Le best-seller de Jonathan Littell, Les Bienveillantes, décrit fort bien cet état d'esprit, dénoncé par Hannah Arendt et confirmé expérimentalement par les expériences Milgram. On y constate que lorsque l'homme est dédouané par l'autorité et dispensé de tout jugement de valeur, il devient aussi impitoyable qu'un robot sanguinaire. Il faut cependant tenir compte de ce que toutes les cultures n'ont pas cette propension à la servilité, elles la rejette au delà d'un seuil inacceptable de barbarie. Littell observait avec raison que si l'Allemagne et la France , se distinguaient par une soumission consentie à l'horreur, les Danois et les Italiens se révoltaient et refusaient les directives imposées par les Nazis, à la grande indignation de ces derniers.

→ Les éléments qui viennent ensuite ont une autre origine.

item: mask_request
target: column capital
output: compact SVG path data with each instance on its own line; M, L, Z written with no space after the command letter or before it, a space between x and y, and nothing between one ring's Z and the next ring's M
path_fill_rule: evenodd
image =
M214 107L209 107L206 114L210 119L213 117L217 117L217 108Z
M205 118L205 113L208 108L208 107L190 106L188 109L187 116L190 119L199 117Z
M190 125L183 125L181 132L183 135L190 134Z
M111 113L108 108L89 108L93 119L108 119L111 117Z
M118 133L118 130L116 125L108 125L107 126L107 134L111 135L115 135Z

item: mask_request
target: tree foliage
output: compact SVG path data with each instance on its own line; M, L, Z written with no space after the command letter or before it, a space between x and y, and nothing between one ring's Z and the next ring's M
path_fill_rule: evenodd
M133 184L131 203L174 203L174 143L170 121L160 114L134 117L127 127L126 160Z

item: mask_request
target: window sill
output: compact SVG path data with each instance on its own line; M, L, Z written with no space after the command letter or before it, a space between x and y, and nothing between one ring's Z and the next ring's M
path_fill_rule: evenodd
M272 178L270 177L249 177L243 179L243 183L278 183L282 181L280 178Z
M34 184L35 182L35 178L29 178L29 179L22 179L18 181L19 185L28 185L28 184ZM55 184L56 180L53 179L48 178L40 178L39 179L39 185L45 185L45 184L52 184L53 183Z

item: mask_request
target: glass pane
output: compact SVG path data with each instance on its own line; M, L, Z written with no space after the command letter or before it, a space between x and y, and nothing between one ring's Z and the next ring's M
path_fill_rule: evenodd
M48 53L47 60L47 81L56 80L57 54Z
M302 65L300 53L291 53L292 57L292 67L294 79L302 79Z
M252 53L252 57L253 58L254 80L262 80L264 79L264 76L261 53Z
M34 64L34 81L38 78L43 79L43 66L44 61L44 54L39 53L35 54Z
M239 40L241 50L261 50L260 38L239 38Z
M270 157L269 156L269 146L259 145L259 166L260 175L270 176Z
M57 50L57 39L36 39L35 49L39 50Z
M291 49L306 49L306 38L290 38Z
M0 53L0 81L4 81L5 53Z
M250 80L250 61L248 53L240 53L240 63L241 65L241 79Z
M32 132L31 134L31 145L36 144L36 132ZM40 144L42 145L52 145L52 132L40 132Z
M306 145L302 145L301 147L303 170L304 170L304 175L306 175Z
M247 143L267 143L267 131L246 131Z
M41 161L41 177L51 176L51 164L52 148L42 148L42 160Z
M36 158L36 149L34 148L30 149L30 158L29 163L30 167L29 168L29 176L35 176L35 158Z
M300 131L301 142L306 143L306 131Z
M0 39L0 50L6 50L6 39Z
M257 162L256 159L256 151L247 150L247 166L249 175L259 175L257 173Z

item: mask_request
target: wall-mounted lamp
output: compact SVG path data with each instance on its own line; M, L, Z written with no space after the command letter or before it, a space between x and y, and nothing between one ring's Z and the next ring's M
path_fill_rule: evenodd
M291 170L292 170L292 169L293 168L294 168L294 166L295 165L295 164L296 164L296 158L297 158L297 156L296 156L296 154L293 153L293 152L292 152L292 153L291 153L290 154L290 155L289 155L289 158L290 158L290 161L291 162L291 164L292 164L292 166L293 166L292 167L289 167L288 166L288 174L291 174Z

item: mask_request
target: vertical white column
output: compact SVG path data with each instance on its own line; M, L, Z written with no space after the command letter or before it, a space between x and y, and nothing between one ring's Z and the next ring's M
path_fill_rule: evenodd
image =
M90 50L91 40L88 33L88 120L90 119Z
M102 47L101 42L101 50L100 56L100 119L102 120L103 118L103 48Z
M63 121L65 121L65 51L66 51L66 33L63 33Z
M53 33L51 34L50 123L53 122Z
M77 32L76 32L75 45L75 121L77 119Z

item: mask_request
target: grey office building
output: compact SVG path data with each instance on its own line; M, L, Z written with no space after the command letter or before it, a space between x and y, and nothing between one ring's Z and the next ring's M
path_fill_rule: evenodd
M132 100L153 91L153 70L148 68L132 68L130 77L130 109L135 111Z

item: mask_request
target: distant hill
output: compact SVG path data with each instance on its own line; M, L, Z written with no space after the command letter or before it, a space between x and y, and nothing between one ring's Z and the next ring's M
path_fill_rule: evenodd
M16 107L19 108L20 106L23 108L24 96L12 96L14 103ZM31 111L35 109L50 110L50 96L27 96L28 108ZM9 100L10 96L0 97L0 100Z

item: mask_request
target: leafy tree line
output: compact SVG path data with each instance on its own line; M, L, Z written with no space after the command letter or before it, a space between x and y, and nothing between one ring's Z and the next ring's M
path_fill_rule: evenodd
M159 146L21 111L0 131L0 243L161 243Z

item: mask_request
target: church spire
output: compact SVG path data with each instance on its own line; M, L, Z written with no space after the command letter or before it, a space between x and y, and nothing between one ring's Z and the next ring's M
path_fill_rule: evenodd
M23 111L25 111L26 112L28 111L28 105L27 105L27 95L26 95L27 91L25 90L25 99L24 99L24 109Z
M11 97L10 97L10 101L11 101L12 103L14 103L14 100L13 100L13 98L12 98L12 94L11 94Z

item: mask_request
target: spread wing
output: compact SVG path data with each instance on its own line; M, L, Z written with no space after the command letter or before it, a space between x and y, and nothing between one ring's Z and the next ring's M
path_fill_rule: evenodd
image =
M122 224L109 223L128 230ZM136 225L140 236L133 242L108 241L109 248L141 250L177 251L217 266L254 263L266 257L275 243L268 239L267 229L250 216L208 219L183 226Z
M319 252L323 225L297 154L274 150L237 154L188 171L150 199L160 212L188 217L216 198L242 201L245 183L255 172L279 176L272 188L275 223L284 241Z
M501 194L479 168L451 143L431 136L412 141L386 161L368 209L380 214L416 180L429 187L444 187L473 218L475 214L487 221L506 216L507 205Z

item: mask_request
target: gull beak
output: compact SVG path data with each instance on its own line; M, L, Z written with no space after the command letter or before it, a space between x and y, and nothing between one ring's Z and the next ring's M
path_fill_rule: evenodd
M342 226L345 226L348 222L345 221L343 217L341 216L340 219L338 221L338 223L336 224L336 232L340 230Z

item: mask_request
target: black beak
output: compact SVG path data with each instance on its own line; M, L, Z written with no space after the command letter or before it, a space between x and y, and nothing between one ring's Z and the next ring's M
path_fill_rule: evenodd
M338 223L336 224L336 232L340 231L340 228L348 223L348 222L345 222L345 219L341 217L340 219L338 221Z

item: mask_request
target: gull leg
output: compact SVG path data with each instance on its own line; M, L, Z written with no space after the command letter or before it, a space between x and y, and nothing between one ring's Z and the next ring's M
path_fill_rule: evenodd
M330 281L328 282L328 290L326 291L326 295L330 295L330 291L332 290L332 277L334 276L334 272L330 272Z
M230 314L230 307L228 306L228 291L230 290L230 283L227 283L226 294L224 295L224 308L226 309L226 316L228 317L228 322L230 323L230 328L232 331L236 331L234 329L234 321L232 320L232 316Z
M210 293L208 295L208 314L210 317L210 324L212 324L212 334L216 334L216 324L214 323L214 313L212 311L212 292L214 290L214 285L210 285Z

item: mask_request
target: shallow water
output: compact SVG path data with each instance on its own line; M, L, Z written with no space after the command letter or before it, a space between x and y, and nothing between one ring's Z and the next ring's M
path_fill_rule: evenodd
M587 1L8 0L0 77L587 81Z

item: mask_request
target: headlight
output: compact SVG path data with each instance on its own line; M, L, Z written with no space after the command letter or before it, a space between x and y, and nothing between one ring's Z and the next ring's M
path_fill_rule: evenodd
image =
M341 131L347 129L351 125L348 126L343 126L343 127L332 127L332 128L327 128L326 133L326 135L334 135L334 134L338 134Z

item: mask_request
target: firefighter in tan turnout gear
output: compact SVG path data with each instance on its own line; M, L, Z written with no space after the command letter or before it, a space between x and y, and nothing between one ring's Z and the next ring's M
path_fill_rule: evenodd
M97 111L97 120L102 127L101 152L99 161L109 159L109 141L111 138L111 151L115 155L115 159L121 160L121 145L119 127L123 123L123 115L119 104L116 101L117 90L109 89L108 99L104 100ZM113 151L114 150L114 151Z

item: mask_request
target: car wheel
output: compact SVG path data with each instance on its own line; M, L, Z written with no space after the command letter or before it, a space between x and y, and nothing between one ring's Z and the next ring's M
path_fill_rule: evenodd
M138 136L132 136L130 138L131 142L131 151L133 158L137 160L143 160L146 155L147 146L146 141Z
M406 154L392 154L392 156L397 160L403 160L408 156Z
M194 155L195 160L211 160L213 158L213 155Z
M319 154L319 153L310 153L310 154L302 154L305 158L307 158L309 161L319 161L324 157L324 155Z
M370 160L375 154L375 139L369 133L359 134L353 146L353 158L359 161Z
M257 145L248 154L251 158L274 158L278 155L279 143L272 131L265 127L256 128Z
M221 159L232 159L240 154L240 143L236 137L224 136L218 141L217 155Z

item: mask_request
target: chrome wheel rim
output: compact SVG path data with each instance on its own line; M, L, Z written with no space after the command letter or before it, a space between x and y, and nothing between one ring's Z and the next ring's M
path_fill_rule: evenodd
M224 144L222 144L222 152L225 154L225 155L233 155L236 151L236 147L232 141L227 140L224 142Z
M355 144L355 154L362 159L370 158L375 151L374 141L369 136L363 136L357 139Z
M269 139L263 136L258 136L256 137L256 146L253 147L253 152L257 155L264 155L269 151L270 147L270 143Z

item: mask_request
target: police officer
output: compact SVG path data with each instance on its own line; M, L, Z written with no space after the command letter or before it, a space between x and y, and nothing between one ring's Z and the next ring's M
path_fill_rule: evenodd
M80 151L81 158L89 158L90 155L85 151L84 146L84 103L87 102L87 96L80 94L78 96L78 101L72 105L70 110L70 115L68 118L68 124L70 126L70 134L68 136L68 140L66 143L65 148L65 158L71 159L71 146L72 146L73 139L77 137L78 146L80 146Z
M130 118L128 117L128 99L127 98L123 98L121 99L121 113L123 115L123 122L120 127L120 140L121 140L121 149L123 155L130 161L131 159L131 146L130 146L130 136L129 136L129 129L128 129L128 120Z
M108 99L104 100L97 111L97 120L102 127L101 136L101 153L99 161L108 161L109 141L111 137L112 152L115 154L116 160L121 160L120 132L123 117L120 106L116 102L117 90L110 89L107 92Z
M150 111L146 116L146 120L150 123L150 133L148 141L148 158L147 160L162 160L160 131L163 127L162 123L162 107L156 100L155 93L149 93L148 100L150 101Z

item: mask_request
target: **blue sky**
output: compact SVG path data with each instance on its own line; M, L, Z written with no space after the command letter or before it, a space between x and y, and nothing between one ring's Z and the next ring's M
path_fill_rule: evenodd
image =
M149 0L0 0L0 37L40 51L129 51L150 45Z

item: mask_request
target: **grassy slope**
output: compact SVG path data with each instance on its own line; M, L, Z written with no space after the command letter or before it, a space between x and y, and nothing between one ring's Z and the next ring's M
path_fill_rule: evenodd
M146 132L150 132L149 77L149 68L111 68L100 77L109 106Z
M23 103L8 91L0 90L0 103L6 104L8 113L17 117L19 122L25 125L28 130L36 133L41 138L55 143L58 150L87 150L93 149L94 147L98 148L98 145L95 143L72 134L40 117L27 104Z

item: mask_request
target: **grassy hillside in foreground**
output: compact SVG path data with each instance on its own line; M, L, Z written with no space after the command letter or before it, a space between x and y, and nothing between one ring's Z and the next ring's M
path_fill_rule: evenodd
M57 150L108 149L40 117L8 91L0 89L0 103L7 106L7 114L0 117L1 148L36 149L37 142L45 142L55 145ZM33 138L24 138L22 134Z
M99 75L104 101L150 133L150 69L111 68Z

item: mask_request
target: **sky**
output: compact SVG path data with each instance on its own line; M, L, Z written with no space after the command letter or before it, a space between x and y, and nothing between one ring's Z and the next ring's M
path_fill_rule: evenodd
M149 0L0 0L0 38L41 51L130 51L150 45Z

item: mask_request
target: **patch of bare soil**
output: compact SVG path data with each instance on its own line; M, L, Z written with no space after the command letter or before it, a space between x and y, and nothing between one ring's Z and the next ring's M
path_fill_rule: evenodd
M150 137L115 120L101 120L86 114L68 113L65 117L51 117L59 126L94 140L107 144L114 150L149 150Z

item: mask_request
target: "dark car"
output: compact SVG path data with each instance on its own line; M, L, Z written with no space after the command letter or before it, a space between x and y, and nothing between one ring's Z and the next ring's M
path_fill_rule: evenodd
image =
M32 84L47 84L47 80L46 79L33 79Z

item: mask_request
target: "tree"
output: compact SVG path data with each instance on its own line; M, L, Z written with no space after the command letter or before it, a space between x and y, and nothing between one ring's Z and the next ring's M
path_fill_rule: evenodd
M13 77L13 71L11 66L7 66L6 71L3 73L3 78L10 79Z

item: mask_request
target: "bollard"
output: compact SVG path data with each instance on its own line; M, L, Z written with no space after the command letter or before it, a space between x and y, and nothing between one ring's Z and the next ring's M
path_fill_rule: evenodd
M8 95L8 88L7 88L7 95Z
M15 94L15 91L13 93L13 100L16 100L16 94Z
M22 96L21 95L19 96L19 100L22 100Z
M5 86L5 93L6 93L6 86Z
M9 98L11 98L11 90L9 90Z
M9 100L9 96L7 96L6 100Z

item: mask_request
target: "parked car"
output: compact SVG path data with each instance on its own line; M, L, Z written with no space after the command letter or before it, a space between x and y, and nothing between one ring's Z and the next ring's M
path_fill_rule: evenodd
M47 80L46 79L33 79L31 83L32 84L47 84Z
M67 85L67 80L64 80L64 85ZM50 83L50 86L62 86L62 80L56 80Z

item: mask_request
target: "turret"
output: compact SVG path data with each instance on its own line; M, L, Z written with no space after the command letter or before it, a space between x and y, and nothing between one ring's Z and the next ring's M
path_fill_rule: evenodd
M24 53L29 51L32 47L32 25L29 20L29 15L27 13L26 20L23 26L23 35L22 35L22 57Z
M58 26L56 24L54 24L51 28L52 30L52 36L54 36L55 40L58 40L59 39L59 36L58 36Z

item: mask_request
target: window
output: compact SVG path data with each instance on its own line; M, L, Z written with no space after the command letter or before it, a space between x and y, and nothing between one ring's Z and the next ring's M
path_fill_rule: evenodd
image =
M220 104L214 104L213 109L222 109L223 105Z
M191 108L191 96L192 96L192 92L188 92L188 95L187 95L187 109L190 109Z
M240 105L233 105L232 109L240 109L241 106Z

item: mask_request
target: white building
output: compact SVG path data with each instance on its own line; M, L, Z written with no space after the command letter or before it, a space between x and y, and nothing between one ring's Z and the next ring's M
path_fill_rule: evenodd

La dialectique soumission-domination se trouve à l'état pur dans le rapport entre maître et esclave, actif et passif, seigneur et valet. Elle trouve également une illustration dans la "dhimmitude", cet état de soumission imposé par les musulmans respectueux du Coran envers les infidèles, qui doivent payer par un tribut, et des marques de subordination, le privilège d'être toléré.
Le facteur "K" et le syndrome de Stockholm
"Il faut aider ses alliés et combattre ses adversaires" disait Louis XIV. Cela pourrait passer pour une lapalissade, n'était une tendance apparue au milieu du siècle dernier, à la soumission, voire la trahison consenties. Le nouveau paradigme pourrait s'énoncer " Il faut aider ses adversaires et combattre ses alliés" qui se décline sous une variété innombrable de postures politiquement correctes. "Il faut donner à manger au Crocodile pour l'apprivoiser". "Il faut tolérer la poutre chez nos pires ennemis, mais, dans un souci de discrimination positive, dénoncer la paille dans notre camp et chez nos amis".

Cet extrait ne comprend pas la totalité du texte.